Tracy Metz
Journalist, Director John Adams Institute
'Building with Nature: the Dutch Approach'
Mastery over water: the Dutch have it in their genes. It is a condition for survival in the Netherlands ( = ‘low lands’), as a third of the country would flood without the centuries-old protective system of dikes, dunes and pumps. But the Dutch attitude towards water safety is changing. The country of tulips, cheese and watermills is being confronted not only with global warming, but also with the consequences of all those centuries of interference in the natural system. As a result, the Dutch are moving away from the traditional defensive, high-tech ‘heroic’ approach towards the new concept of ‘building with nature’. Engineers are working together with urban designers and landscape architects to use water to prevent damage and to improve the quality of urban life and of the landscape.
Water is no longer an enemy, and not altogether a friend – but rather a ‘frenemy’ on which they keep a vigilant eye. In her book ‘Sweet&Salt: Water and the Dutch’, journalist and author Tracy Metz charts this transformation and shows designs inspired by the new Dutch ideas about living with water.
Asian cities are following this process with keen interest. In her talk Metz will show how Seoul, Manila, Ho Chi Minh or Singapore are also directing their efforts to face the challenges of flooding, and water supply and management.

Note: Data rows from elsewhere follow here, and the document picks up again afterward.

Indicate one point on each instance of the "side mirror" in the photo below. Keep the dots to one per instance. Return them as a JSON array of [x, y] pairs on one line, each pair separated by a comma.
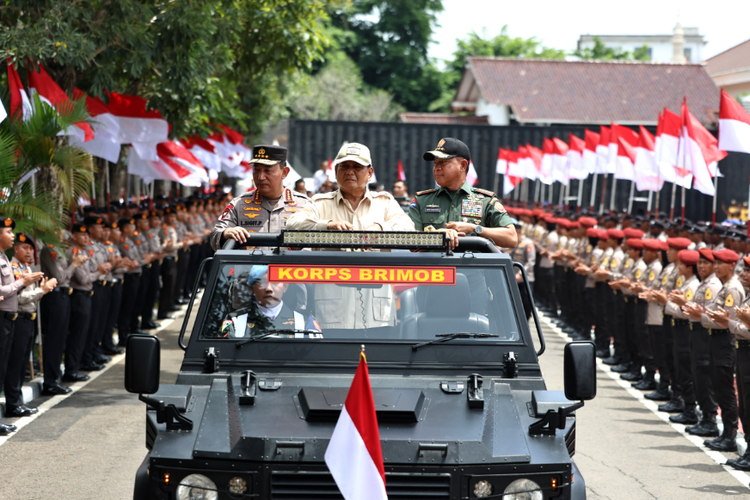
[[142, 364], [580, 371]]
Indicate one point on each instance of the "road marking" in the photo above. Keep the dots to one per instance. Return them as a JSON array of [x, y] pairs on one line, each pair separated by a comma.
[[55, 400], [718, 457]]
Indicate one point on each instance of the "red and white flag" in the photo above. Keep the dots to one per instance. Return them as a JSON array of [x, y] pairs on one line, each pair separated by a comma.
[[174, 163], [51, 93], [576, 167], [106, 142], [734, 125], [699, 152], [602, 151], [19, 99], [666, 146], [624, 140], [647, 176], [401, 173], [589, 151], [560, 161], [142, 128], [471, 176], [548, 148], [354, 456], [501, 167]]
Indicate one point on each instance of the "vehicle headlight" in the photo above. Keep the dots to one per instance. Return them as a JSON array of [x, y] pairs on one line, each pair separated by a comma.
[[523, 489], [197, 487], [482, 489]]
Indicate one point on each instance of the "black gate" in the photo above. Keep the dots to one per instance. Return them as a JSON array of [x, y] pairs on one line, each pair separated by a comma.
[[312, 141]]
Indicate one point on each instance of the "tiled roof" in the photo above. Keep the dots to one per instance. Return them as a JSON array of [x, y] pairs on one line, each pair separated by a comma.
[[443, 118], [735, 58], [592, 92]]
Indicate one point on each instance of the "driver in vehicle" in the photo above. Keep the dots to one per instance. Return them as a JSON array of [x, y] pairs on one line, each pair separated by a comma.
[[264, 310]]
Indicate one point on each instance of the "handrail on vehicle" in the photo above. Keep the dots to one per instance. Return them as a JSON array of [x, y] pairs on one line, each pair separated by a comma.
[[180, 340], [542, 345]]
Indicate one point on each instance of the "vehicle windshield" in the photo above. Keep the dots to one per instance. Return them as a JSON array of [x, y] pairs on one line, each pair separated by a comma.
[[406, 303]]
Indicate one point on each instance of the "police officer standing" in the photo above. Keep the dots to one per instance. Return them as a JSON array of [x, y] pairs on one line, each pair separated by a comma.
[[25, 331], [456, 207], [55, 310], [9, 288], [265, 210]]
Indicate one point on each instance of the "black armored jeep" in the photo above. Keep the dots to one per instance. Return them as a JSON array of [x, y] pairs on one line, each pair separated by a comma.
[[462, 407]]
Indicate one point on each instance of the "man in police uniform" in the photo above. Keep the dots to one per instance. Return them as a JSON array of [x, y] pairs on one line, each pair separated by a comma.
[[25, 328], [265, 210], [457, 208]]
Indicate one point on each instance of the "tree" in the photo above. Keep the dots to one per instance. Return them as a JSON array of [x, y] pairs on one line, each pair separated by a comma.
[[31, 149], [388, 40], [502, 45], [601, 52], [338, 93]]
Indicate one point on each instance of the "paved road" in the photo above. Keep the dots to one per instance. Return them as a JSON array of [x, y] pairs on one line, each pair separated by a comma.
[[89, 445]]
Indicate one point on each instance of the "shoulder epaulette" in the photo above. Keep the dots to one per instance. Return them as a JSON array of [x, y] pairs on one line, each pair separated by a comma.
[[484, 192]]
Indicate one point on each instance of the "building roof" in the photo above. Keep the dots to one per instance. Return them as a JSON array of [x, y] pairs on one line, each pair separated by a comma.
[[443, 118], [731, 60], [587, 92]]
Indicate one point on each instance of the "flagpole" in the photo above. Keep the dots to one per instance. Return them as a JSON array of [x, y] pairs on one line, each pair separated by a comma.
[[632, 192], [593, 192], [716, 192]]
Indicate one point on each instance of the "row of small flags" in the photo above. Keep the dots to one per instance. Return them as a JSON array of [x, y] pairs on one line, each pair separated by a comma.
[[683, 152], [126, 121]]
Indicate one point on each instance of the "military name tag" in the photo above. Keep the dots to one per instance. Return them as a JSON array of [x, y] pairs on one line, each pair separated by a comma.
[[471, 208]]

Tracy Metz, a native of California, is a journalist, author and presenter based in the Netherlands. She is the director of the John Adams Institute, an independent foundation that brings the best and brightest of American culture to the Netherlands. She writes about urban issues for the quality national newspaper NRC Handelsblad and the weekly magazine De Groene Amsterdammer.

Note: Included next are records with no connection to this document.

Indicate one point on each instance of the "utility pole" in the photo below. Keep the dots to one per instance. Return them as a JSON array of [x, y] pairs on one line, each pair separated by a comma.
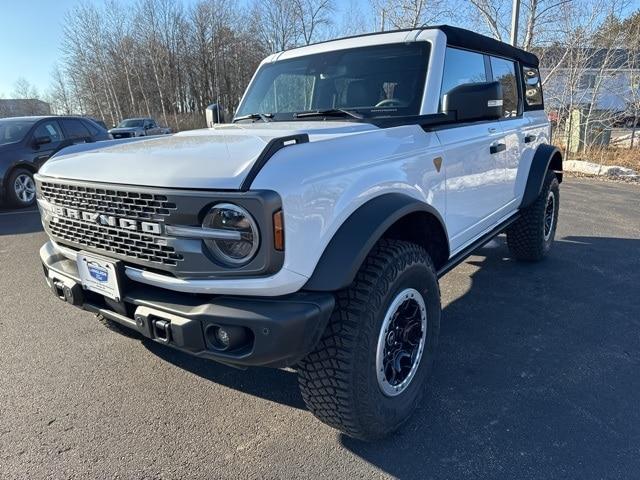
[[515, 15]]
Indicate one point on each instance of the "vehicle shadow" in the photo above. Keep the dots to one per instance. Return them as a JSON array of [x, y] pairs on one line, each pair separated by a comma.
[[537, 373], [536, 376], [275, 385], [17, 222]]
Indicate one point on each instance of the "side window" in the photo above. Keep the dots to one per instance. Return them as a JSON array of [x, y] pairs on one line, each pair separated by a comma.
[[504, 71], [460, 67], [532, 87], [50, 128], [75, 128], [93, 129]]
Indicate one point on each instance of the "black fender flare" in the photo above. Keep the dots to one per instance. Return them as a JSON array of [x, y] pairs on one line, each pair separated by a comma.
[[345, 253], [546, 157]]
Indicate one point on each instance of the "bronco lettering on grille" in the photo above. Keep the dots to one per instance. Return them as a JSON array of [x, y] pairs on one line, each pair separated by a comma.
[[107, 220]]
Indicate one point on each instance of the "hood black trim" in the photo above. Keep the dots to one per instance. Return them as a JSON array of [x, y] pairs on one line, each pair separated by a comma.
[[269, 151]]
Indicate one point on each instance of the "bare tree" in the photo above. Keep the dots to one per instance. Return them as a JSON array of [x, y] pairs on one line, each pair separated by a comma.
[[277, 23], [312, 16], [24, 90], [411, 13]]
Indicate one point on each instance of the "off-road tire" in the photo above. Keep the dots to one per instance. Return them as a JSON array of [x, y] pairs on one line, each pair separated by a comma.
[[526, 236], [12, 198], [338, 379]]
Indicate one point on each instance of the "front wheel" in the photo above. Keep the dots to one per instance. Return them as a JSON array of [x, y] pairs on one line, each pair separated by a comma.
[[368, 372], [21, 189]]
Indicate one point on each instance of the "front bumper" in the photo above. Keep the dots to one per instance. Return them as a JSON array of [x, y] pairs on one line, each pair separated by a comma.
[[280, 330]]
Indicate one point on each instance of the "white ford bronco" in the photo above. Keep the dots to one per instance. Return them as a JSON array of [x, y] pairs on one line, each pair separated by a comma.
[[311, 231]]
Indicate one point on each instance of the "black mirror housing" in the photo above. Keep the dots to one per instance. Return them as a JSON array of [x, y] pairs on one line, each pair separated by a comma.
[[215, 114], [474, 101]]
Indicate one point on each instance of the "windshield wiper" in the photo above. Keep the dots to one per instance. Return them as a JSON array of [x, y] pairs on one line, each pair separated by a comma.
[[332, 112], [265, 117]]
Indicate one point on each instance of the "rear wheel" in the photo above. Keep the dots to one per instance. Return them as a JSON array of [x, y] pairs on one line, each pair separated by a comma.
[[531, 236], [21, 188], [368, 372]]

Metz also has a monthly live talkshow in Amsterdam called Stadsleven (‘City Life’) and a weekly radio column. She is an international correspondent for the American magazine Architectural Record and was appointed a visiting fellow at Harvard, subsequent to her year as a Loeb Fellow (‘06- ‘07) at the Graduate School of Design.
She was a member of the Delta Commission, created by the Dutch government in 2007 to advise on water safety for the coming 100 to 200 years. Metz is the author of a number of books on our built and natural environment, most recently Sweet&Salt: Water and the Dutch, about the ‘extreme makeover’ of the Dutch landscape to accommodate a new, more natural relationship to water in times of climate change.